Despite the developments at that time, the CEO of CRAN, Festus Mbandeka, this week said that the original equipment manufacturer outside Namibia may provide a letter of authorisation to a local or third party to apply on their behalf and it should clearly state the company name that has been granted permission to apply for type approval in Namibia on behalf of the equipment manufacturer.
"The telecommunications equipment that is temporarily imported into Namibia for re-export does not require a type approval certificate and due to variance in reasons for temporary importation, the authority must receive such a request at least two weeks in advance for consideration," he said.
Mbandeka furthermore said that all importers of IT equipment need to submit all test reports as outlined in the type approval application form. However, the authority allows manufacturers with ICASA certification to submit their certification with the CRAN application form, provided that all required documents are submitted.
"They are informed that it takes 40 days to process the type approval application based on first-come-first-serve, granted that all documents have been submitted and application fees paid and the certificate is valid for three years," he said.
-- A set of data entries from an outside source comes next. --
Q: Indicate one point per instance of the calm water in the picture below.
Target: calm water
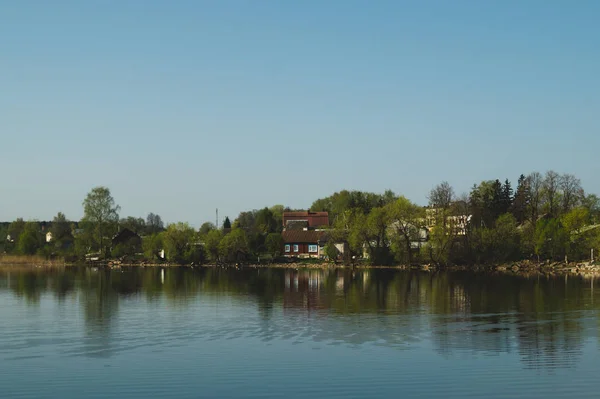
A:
(190, 333)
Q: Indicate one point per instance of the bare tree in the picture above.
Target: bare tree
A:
(535, 186)
(551, 191)
(572, 193)
(441, 196)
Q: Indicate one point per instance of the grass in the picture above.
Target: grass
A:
(33, 260)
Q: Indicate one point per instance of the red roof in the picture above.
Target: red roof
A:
(314, 219)
(302, 236)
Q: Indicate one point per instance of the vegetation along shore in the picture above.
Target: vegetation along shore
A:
(547, 222)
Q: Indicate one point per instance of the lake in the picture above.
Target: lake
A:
(256, 333)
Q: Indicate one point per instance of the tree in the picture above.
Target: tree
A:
(591, 202)
(30, 239)
(572, 193)
(441, 196)
(331, 251)
(60, 229)
(265, 221)
(535, 186)
(177, 239)
(211, 244)
(152, 245)
(506, 198)
(274, 243)
(406, 220)
(154, 224)
(137, 225)
(206, 228)
(234, 246)
(101, 214)
(370, 231)
(551, 192)
(521, 200)
(15, 229)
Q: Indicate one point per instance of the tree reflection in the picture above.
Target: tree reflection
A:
(539, 318)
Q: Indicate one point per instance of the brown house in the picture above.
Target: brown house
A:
(310, 220)
(301, 243)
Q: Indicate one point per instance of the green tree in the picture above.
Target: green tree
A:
(137, 225)
(234, 246)
(61, 229)
(154, 224)
(14, 232)
(212, 240)
(30, 240)
(521, 200)
(265, 221)
(274, 243)
(406, 220)
(101, 214)
(206, 228)
(551, 239)
(152, 245)
(331, 251)
(177, 239)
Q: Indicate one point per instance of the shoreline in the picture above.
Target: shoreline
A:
(522, 268)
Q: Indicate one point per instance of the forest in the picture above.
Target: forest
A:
(545, 217)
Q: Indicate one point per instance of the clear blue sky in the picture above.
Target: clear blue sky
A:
(180, 107)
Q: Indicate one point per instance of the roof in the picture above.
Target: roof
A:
(302, 236)
(314, 219)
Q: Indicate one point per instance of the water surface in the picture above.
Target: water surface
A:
(190, 333)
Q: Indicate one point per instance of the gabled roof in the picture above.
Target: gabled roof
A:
(302, 236)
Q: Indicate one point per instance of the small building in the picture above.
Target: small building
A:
(308, 219)
(127, 238)
(301, 243)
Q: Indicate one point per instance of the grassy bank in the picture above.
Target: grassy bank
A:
(30, 260)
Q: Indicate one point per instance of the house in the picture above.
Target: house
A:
(128, 238)
(341, 245)
(301, 243)
(307, 219)
(458, 223)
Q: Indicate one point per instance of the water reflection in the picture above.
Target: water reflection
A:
(546, 321)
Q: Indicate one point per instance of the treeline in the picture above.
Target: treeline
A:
(545, 217)
(252, 235)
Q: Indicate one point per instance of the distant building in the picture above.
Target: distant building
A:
(306, 219)
(301, 243)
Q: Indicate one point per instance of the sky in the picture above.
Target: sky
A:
(181, 107)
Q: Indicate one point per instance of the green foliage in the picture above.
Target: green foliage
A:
(212, 240)
(101, 215)
(551, 239)
(30, 240)
(137, 225)
(177, 238)
(234, 246)
(344, 201)
(206, 228)
(331, 252)
(154, 224)
(407, 224)
(152, 245)
(274, 243)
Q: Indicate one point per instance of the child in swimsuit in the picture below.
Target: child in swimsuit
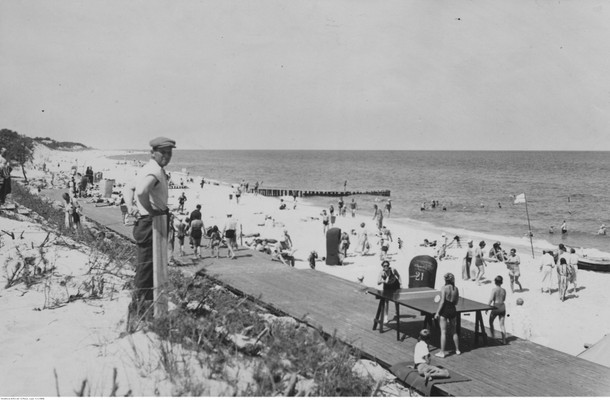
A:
(447, 313)
(497, 298)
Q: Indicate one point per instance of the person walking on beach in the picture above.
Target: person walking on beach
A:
(467, 261)
(180, 228)
(514, 272)
(377, 216)
(196, 213)
(196, 229)
(497, 298)
(353, 206)
(390, 279)
(72, 211)
(344, 243)
(230, 233)
(562, 253)
(5, 176)
(562, 271)
(547, 263)
(325, 220)
(421, 358)
(215, 240)
(479, 262)
(152, 194)
(573, 267)
(363, 241)
(181, 201)
(447, 314)
(237, 194)
(602, 230)
(331, 212)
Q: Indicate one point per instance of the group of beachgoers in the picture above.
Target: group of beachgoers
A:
(5, 176)
(192, 227)
(446, 315)
(565, 264)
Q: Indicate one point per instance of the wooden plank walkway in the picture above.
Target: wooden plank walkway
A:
(335, 305)
(340, 307)
(269, 191)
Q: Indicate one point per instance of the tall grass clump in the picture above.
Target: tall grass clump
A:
(209, 318)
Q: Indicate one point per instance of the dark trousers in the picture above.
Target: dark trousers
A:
(143, 281)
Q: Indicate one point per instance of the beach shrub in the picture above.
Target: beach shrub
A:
(229, 336)
(226, 329)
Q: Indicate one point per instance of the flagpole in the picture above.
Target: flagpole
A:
(529, 226)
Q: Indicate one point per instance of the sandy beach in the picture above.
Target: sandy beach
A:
(29, 333)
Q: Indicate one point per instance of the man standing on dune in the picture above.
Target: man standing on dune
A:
(151, 191)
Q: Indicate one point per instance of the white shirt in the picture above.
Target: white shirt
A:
(421, 352)
(159, 195)
(547, 259)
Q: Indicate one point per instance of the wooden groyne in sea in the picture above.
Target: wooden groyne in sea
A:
(277, 192)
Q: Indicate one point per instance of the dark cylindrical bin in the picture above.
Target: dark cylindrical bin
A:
(333, 238)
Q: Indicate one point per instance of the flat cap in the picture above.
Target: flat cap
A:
(161, 142)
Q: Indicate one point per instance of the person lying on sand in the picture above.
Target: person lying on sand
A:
(421, 358)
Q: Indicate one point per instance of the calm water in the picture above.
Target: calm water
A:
(558, 185)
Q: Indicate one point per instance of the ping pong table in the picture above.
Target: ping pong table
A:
(425, 301)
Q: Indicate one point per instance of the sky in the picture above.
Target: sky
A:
(334, 74)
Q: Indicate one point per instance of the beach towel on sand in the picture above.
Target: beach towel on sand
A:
(408, 375)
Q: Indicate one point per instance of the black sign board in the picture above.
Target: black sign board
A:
(422, 272)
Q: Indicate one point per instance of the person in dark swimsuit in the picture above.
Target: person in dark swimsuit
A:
(497, 298)
(390, 278)
(447, 314)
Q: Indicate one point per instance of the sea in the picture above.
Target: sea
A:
(475, 190)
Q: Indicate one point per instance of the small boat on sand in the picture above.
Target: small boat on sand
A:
(594, 264)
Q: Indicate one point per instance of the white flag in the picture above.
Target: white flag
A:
(520, 198)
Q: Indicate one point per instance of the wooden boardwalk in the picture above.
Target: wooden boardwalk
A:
(276, 192)
(340, 307)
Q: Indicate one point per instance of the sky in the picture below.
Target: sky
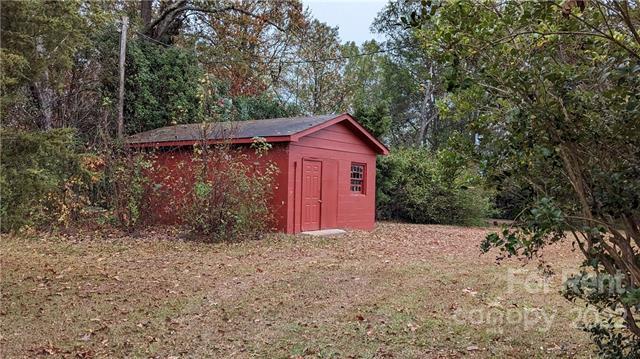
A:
(353, 17)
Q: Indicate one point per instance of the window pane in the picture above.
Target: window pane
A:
(357, 177)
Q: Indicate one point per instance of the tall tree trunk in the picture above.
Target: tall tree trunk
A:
(145, 11)
(427, 111)
(43, 93)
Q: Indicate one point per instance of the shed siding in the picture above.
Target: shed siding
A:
(337, 147)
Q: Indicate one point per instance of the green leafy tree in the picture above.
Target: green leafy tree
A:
(162, 87)
(554, 90)
(419, 186)
(39, 42)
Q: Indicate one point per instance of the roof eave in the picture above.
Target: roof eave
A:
(379, 146)
(180, 143)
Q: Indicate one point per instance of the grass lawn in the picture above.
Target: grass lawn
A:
(399, 291)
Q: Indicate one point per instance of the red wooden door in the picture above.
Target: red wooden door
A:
(311, 194)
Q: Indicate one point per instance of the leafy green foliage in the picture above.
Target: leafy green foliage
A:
(376, 118)
(418, 186)
(162, 86)
(554, 91)
(130, 188)
(42, 178)
(219, 104)
(230, 199)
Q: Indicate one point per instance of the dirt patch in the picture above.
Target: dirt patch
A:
(399, 291)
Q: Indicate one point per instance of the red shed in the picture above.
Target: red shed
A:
(327, 166)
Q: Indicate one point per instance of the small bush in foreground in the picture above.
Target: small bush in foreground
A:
(230, 198)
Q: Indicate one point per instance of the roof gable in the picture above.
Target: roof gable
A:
(289, 129)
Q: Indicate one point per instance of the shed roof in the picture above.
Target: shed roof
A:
(273, 130)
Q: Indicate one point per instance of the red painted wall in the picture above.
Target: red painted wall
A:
(336, 147)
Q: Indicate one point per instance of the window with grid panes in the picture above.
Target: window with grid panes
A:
(357, 177)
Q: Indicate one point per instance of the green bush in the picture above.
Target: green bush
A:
(42, 178)
(130, 189)
(418, 186)
(231, 197)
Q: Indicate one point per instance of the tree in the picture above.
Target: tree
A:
(554, 90)
(39, 42)
(315, 80)
(411, 78)
(162, 88)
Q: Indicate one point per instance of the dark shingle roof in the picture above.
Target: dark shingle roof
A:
(235, 129)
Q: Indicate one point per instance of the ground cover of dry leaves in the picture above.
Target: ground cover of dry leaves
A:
(400, 291)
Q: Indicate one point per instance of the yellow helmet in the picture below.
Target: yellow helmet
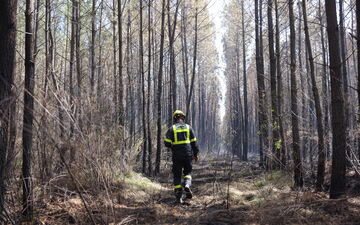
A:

According to CRAN, the purpose of these regulations is to ensure compliance of telecommunications equipment with international standards, to prevent any sub-standard equipment that may present health and safety hazards to consumers from entering, to protect consumers from products that are incompatible with local networks and to ensure that the operating frequency of telecommunications equipment generally and radio apparatus specifically conform with the national frequency band plan.